L'exposition Manet/Degas du Musée d'Orsay est passionnante (jusqu'au 23 juillet, puis du 24 septembre 2023 au 7 janvier 2024 au Metropolitan Museum of Art de New-York). Elle permet de suivre l'amitié et la rivalité des deux plus grands peintres du XIXe siècle jusqu'en 1883, date de la disparition prématurée d'Edouard Manet à travers vingt séquences que l'on peut suivre grâce aux vingt chapitres d'un excellent catalogue (264 pages, 45 euros, éditions Gallimard) - tels que « L'énigme d'une relation », « Salon et défi des genres », « Au-delà du portrait », « Le cercle Morisot », « Aux courses », « Impressionnismes », « Masculin-féminin » ou encore « Sensibilités politiques », écrit par la conservatrice générale peinture au Musée d'Orsay, Isolde Pludermacher sur lequel je m'arrêterai aujourd'hui.
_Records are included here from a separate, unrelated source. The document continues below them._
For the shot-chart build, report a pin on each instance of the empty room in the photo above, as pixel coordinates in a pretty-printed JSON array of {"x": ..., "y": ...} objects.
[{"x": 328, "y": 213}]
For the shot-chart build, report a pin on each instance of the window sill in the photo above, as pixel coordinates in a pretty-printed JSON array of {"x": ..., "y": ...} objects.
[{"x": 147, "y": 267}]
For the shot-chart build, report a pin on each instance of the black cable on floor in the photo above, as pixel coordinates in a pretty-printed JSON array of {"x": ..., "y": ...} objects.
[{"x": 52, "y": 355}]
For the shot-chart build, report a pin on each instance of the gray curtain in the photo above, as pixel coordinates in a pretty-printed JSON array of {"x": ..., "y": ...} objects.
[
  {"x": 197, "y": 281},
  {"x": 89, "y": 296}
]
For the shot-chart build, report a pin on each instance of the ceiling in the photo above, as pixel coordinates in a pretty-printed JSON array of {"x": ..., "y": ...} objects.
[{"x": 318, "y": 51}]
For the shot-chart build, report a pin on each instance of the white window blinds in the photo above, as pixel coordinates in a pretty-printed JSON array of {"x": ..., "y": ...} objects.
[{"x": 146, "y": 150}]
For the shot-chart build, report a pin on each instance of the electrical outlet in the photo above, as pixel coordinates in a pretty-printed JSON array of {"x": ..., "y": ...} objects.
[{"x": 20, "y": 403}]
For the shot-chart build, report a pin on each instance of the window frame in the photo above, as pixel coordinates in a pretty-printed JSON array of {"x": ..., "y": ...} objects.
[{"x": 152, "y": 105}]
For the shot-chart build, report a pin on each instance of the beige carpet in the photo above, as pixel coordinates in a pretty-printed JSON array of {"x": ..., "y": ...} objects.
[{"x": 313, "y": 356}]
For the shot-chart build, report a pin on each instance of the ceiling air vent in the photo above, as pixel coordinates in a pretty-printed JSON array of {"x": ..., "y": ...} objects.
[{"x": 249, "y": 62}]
Manet et Degas étaient tous deux les aînés de familles de grands bourgeois. Or Edouard Manet était un républicain convaincu, dont la plus grande partie de l'oeuvre est en réaction avec les évènements de l'actualité. Degas, au contraire, peut être qualifié de conservateur. Leurs sensibilités respectives sont marquées par la manière dont leurs grands-pères paternels ont traversé la Révolution française. Clément Manet avait eu des liens amicaux avec d'importants personnages de la Révolution alors qu'Hilaire Degas fut menacé pendant la Terreur pour « agiotage sur les blés » et avait fui à Naples où il avait fondé une banque à son nom. Plus tard, le jeune Manet, pilotin sur un navire de commerce, avait été scandalisé par la pratique de l'esclavage au Brésil, alors que Degas, visiteur en Louisiane d'un oncle négociant en coton, n'avait nullement été choqué par le même système économique. Si bien que dans la salle « Sensibilités politiques », le contraste est fort entre Un bureau de coton à la Nouvelle Orléans (huile sur toile 1873), musée des Beaux-Arts de Pau par Degas, et Le Combat du Kearsarge et de l'Alabama (huile sur toile, 1864 Philadelphia Museum of Art), par Manet. Degas peignait un paisible négociant (son oncle) et Manet frémissait d'enthousiasme en décrivant la victoire du nordiste sur l'esclavagiste au large de Cherbourg.
Napoléon III, honni par Manet, avait déclenché une opération militaire au Mexique en 1861 pour y installer sur le trône impérial l'archiduc Maximilien, frère de l'empereur d'Autriche. Les troupes françaises subissent de lourdes pertes face à la rébellion républicaine conduite par Benito Juàrez soutenue par les Etats-Unis. Napoléon III juge prudent de rapatrier son armée et abandonne Maximilien encerclé dans Queretaro. Ce dernier sera fusillé avec deux de ses généraux le 19 juin 1867 à la grande émotion de Manet qui entreprend de décrire la scène dans plusieurs oeuvres dont certaines sont présentes à l'exposition. Le peintre a doté les soldats de Juàrez d'uniformes proches des uniformes français, et le sergent qui prépare son fusil pour donner le coup de grâce a les traits de Napoléon III. Le scandale étant certain, le tableau est refusé par le jury du Salon, là où un vaste public aurait vu le témoignage politique sur le lâche comportement de l'empereur des français. Degas, lui, n'avait pas traité un tel sujet, et de toute façon n'exposait jamais au Salon. En revanche, après la mort de Manet, il racheta les morceaux de la deuxième version (Manet l'avait découpée). La première version, prêtée par la Kunsthalle de Mannheim est à Orsay dont elle est une des vedettes de l'exposition.